Menino da ladeira

Lá ia o menino pela ladeira abaixo,

Roupinha maltrapilha, velha, costurada à mão, bem limpinha.

Pés quase descalços, num chinelo de dedos, com os dedos quase no chão.

Chinelo de correias diferentes, não por moda,

Pregado a arame.

Caderno nas mãos e barriga nas costas,

Lá ia ele, todos os dias, cedinho,

Estudar, não sabia nem pra que.

Expectativas de vida não tinha nenhuma,

Enxergava-se no máximo com 18 anos tendo finalizando o 9º ano

Depois, fim, a morte.

E pronto, nada mais que isso.

Não sabia mais nada do mundo, não conhecia nada além daquela ladeira,

Da escola sem propósito, das brincadeiras e da fé dos pais.

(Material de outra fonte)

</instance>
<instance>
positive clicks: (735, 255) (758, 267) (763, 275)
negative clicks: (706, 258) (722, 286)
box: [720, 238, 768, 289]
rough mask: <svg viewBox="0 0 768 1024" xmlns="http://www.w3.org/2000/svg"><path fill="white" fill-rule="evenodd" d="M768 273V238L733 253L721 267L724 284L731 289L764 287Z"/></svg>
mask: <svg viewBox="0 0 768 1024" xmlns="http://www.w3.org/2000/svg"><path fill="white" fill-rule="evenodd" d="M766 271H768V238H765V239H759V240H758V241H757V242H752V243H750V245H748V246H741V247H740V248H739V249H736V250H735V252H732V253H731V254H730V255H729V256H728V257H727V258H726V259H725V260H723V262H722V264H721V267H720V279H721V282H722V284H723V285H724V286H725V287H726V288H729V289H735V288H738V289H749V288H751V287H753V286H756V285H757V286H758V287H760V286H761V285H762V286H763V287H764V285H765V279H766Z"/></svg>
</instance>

A vida, dizia ele, era boa porque

Levantava, descia a ladeira pra ir pra escola aprender um monte de coisas.

[Descobrira na leitura um universo diferente do seu]

Tomava a merenda, que comida em casa era escassa,

No almoço ainda ia na ‘sopinha’ comer

Ainda comia em casa, só pra completar a barriga cheia.

Depois, brincar, correr, pular, subir em árvores e muros era sua diversão.

Esse era seu mundo, sua ladeira da vida, pequenininha que só ela.

Mal sabia aquele menino que o mundo é um monstro grandão

Inocência, simplicidade e ignorância combinadas,

Escondem de nós a realidade de nossas tragédias de tal modo que,

Somente quando saímos delas é que percebemos que um dia elas existiram.